August 31, 2011
Contact: SA Heath Anderson
Phone Number: (202) 305-8500
Former Department Of Justice Employee Sentenced To Over 20 Years In Prison On Federal Drug And Gun Charges
Defendant Was a Justice Department Legal Assistant in Washington, DC, at Time of Drug Arrest
GREENBELT, MD. - U.S. District Judge Alexander Williams, Jr. sentenced Wilson Lee Garrett, age 37, of Waldorf, Maryland, who was a legal assistant at the Department of Justice when he was arrested in 2009, to serve 248 months in prison, followed by five years of supervised release, for conspiracy to distribute cocaine and attempted and actual possession with intent to distribute cocaine, and possession of firearms in furtherance of a drug trafficking crime, announced Drug Enforcement Administration Special Agent in Charge Ava A. Cooper-Davis.

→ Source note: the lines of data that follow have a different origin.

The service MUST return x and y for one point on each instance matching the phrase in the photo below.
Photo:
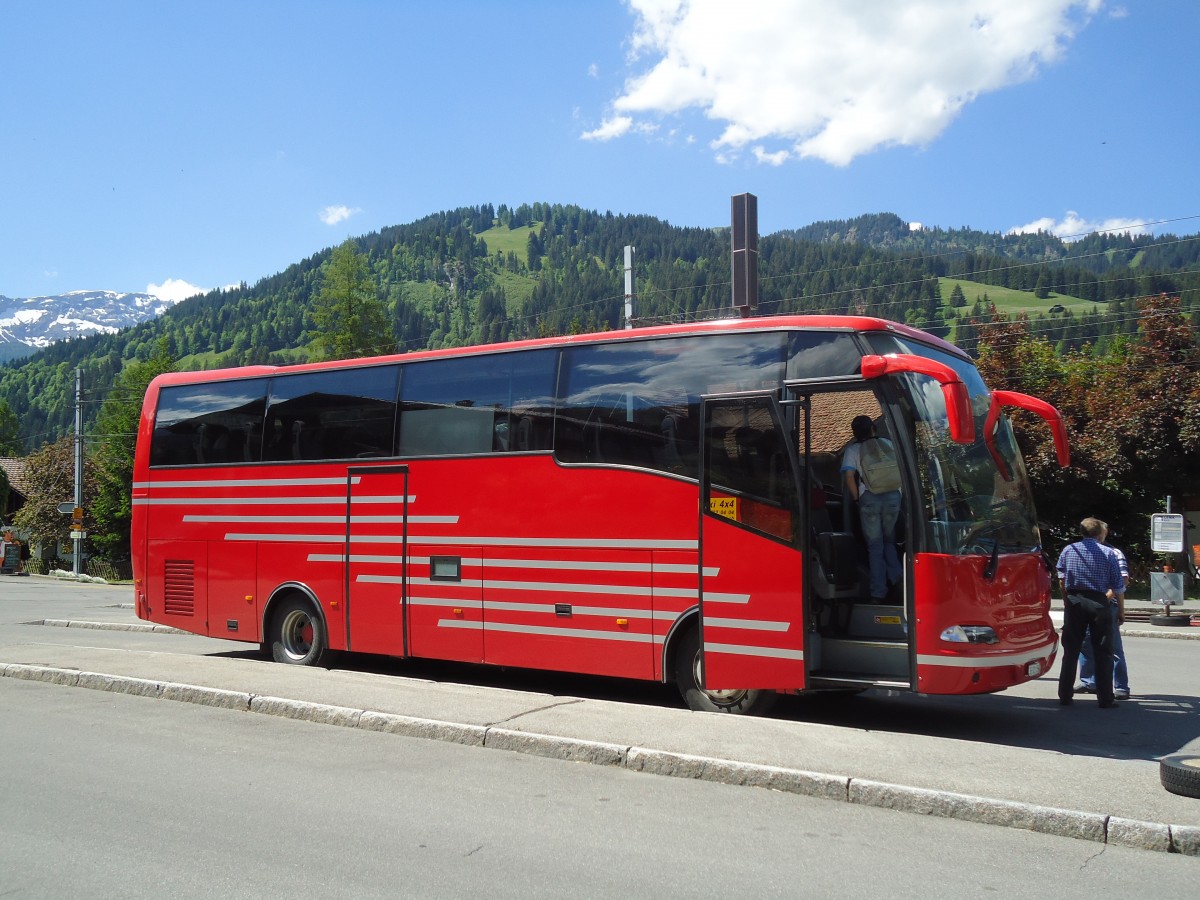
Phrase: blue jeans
(1120, 669)
(879, 514)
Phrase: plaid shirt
(1090, 565)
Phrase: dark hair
(863, 427)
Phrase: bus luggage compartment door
(376, 557)
(751, 586)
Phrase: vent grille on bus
(179, 587)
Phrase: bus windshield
(970, 508)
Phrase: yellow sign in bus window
(725, 507)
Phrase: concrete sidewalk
(1105, 799)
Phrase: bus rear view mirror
(958, 402)
(1031, 405)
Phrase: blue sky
(172, 147)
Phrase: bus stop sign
(1167, 533)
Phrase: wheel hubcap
(297, 634)
(721, 699)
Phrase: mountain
(33, 323)
(492, 274)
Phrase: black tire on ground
(1180, 773)
(1173, 619)
(688, 678)
(298, 634)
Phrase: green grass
(1007, 300)
(501, 239)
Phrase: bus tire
(688, 679)
(1173, 619)
(298, 634)
(1180, 773)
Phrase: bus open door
(751, 586)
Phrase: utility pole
(77, 515)
(744, 252)
(629, 286)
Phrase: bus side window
(201, 424)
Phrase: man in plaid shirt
(1087, 573)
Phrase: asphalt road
(1018, 748)
(111, 796)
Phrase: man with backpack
(873, 479)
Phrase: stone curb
(109, 625)
(1009, 814)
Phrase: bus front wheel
(688, 670)
(298, 634)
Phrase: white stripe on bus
(748, 624)
(450, 541)
(334, 499)
(249, 483)
(744, 651)
(549, 564)
(553, 631)
(545, 609)
(323, 520)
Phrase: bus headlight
(970, 634)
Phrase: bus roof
(760, 323)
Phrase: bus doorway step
(855, 681)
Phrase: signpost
(1167, 533)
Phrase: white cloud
(333, 215)
(777, 159)
(174, 289)
(833, 81)
(1073, 226)
(610, 129)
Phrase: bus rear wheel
(689, 667)
(298, 634)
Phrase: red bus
(663, 503)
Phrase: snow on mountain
(30, 323)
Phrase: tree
(1132, 417)
(10, 431)
(114, 437)
(51, 478)
(348, 315)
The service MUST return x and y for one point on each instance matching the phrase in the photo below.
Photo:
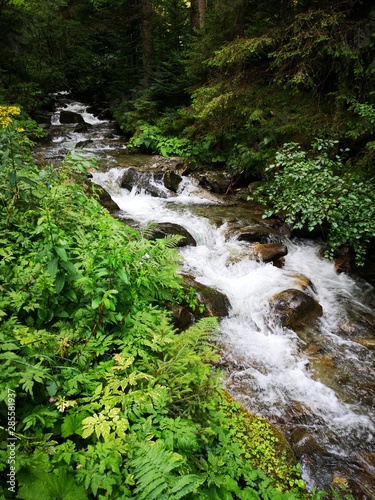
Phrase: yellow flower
(5, 115)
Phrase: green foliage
(316, 187)
(150, 138)
(110, 400)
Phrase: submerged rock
(270, 252)
(211, 302)
(172, 180)
(68, 117)
(295, 309)
(163, 229)
(256, 234)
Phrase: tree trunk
(147, 40)
(198, 12)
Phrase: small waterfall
(269, 368)
(318, 386)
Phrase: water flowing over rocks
(165, 229)
(297, 340)
(256, 234)
(295, 309)
(270, 252)
(172, 180)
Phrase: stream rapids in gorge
(317, 387)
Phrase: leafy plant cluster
(110, 400)
(150, 138)
(316, 188)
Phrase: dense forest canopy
(226, 83)
(280, 92)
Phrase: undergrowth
(100, 396)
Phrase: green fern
(158, 474)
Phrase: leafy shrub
(151, 138)
(110, 400)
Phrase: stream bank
(315, 382)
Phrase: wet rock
(303, 282)
(70, 117)
(344, 260)
(278, 224)
(270, 252)
(215, 181)
(106, 200)
(163, 229)
(304, 443)
(42, 118)
(182, 318)
(151, 184)
(295, 309)
(256, 234)
(175, 163)
(215, 303)
(366, 342)
(84, 144)
(82, 127)
(172, 180)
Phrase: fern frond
(157, 473)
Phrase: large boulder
(216, 181)
(163, 229)
(270, 252)
(295, 309)
(257, 234)
(151, 183)
(210, 302)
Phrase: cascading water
(317, 386)
(267, 367)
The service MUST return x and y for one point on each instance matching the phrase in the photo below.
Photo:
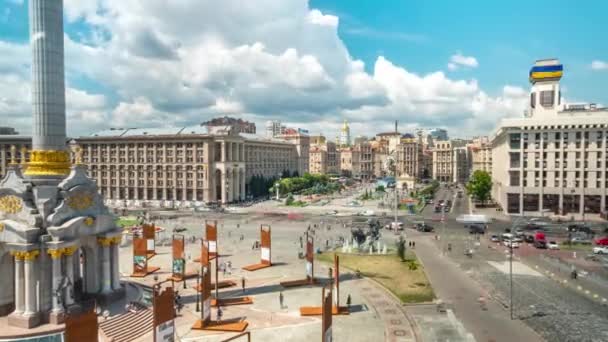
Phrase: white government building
(553, 160)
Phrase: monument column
(237, 185)
(49, 156)
(56, 260)
(106, 276)
(115, 263)
(19, 283)
(30, 282)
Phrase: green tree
(480, 185)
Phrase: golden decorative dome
(345, 126)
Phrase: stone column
(115, 263)
(69, 273)
(30, 282)
(19, 283)
(224, 199)
(106, 276)
(236, 186)
(56, 282)
(229, 186)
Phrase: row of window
(550, 202)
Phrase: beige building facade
(450, 162)
(324, 157)
(481, 155)
(553, 159)
(182, 166)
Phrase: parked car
(580, 240)
(510, 243)
(540, 240)
(573, 228)
(600, 250)
(423, 227)
(603, 241)
(477, 229)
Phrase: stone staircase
(128, 326)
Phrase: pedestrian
(219, 314)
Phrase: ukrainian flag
(546, 71)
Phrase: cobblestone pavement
(397, 326)
(555, 311)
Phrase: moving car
(573, 228)
(600, 250)
(540, 241)
(477, 229)
(423, 227)
(510, 243)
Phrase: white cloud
(458, 60)
(316, 17)
(183, 63)
(599, 65)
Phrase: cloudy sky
(157, 63)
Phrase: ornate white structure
(344, 138)
(58, 242)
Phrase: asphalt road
(554, 311)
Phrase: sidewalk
(397, 325)
(483, 317)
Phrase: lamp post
(198, 289)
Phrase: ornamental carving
(48, 163)
(80, 200)
(10, 204)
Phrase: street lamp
(198, 275)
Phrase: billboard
(265, 237)
(326, 315)
(310, 258)
(164, 315)
(140, 256)
(211, 236)
(179, 258)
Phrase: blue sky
(460, 65)
(504, 36)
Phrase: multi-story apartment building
(8, 131)
(239, 125)
(350, 161)
(408, 157)
(324, 157)
(302, 143)
(366, 161)
(12, 146)
(450, 162)
(197, 164)
(480, 152)
(554, 158)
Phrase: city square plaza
(266, 319)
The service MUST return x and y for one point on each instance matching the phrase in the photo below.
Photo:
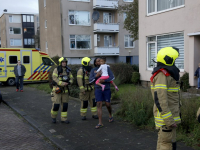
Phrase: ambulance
(37, 64)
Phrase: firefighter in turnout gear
(62, 78)
(165, 88)
(86, 89)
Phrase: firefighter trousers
(166, 138)
(59, 99)
(85, 98)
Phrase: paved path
(17, 134)
(35, 107)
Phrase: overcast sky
(19, 6)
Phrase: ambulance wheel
(11, 81)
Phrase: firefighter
(165, 88)
(86, 89)
(62, 78)
(198, 115)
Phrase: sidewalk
(17, 134)
(35, 107)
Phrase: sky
(19, 6)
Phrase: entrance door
(3, 70)
(26, 60)
(107, 41)
(107, 17)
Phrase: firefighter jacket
(59, 80)
(83, 80)
(165, 91)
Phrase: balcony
(105, 4)
(106, 51)
(106, 27)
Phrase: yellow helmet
(168, 55)
(85, 61)
(62, 59)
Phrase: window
(128, 41)
(46, 61)
(13, 59)
(45, 23)
(29, 30)
(158, 42)
(107, 17)
(163, 5)
(26, 59)
(15, 42)
(128, 0)
(15, 30)
(98, 38)
(46, 45)
(125, 16)
(79, 18)
(44, 3)
(80, 42)
(15, 18)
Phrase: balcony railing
(105, 4)
(103, 27)
(106, 51)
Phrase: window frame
(15, 39)
(29, 59)
(75, 42)
(74, 18)
(158, 12)
(129, 41)
(13, 30)
(13, 55)
(156, 49)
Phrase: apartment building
(169, 23)
(79, 28)
(17, 30)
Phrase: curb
(33, 123)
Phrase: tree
(131, 21)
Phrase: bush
(136, 106)
(135, 77)
(122, 70)
(185, 80)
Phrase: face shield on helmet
(168, 55)
(62, 59)
(86, 63)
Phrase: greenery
(131, 22)
(185, 80)
(135, 77)
(137, 108)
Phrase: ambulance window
(13, 59)
(47, 61)
(26, 59)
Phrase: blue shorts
(103, 95)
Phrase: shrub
(136, 106)
(123, 70)
(135, 77)
(185, 80)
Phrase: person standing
(165, 87)
(197, 75)
(19, 71)
(86, 89)
(102, 95)
(62, 78)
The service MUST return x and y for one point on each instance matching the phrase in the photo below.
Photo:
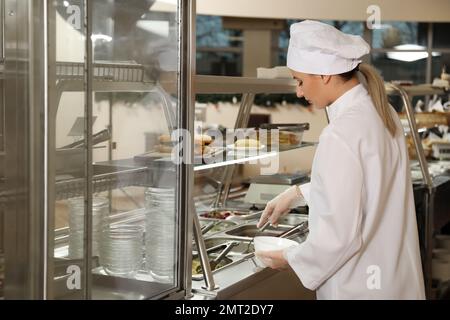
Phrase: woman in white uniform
(363, 239)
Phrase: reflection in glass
(392, 69)
(392, 34)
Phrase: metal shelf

Judge Williams also ordered Garrett to forfeit $100,000, the proceeds of the conspiracy. Garrett was convicted on May 26, 2011, after an eight day jury trial.
The sentence was announced by Special Agent in Charge Ava Cooper-Davis; United States Attorney for the District of Maryland Rod J. Rosenstein; St. Mary’s County Sheriff Tim Cameron; Charles County Sheriff Rex Coffey; Chief Mark A. Magaw of the Prince George’s County Police Department; Acting Inspector General Cynthia A. Schnedar of the U.S. Department of Justice Office of the Inspector General; and Special Agent in Charge Richard A. McFeely of the Federal Bureau of Investigation.
“Mr. Garrett not only broke the law by drug trafficking, he betrayed the trust bestowed upon him by the public,” stated Ava A. Cooper-Davis. “Instead of retiring with a federal pension, he will get out of prison with a federal criminal record.”
“Wilson Lee Garrett worked for the United States Department of Justice, but he did not share its values,” said U.S. Attorney Rod J. Rosenstein. “The evidence proved that Mr. Garrett was an armed drug dealer on the streets and a perjurer in the courtroom.”
According to the evidence presented at Garrett’s trial, from mid-2006 through February 2007, Garrett conspired to purchase 20 to 25 kilograms of cocaine for $24,000 per kilogram. Witnesses testified that at the beginning of the conspiracy, Garrett purchased one kilogram of cocaine approximately every two to four weeks, but after a few transactions, Garrett began obtaining four kilograms every three to four weeks until February 2007, for a total of approximately 20 to 25 kilograms of cocaine.
In February and March 2009, during a series of phone calls and meetings that were recorded and monitored by law enforcement, Garrett arranged to purchase one kilogram of cocaine for $32,000. On March 18, 2009, Garrett arranged to meet his supplier on 28th Street in Temple Hills, Maryland, to purchase the kilogram of cocaine. Before he reached the meeting location, Garrett was stopped by a Prince George’s County marked police unit. Officers searched Garrett and located $32,000 in $100 bills in Garrett’s jacket pocket. A trained drug-sniffing K-9 alerted to the presence of narcotics in Garrett’s vehicle and on the $32,000. Garrett subsequently called his supplier to cancel the meeting because the police had stopped him and taken his money.
On May 15, 2009, a search warrant was executed at Garrett’s residence in the 13000 block of Long House Court in Waldorf. Agents recovered 3.4 grams of cocaine from the pocket of Garrett’s jacket in his master bedroom closet, $7,000 in cash wrapped in rubber bands in the same suitcase as cocaine crumbles, an additional $560 wrapped in a rubber band, a digital scale, a money counter, and six cellular phones. From a drawer of the nightstand in Garrett’s bedroom, agents found a loaded Beretta 9mm handgun, an Astra 9mm handgun, and a loaded Taurus Ultra Lite .38 caliber handgun.
At trial, Garrett testified that the recorded phone conversations were not about a cocaine transaction, but were about a contract where Garrett was agreeing to promote and partially fund a concert at Constitution Hall in April 2009. Garrett testified that the $32,000 discussed in those calls and meetings was about the price for one artist to perform at the concert, and was not the agreed-upon price for one kilogram of cocaine. Garrett produced a contract that he admitted to creating that he claimed related to the April concert. Garrett also testified that the jacket found in his closet, and the cocaine found in the pocket of the jacket, belonged to men who worked in his home. Garrett claimed that he had never purchased cocaine.
After the jury returned its verdict in May, Judge Williams found that Garrett had lied in his testimony and immediately took him into custody. He remains detained.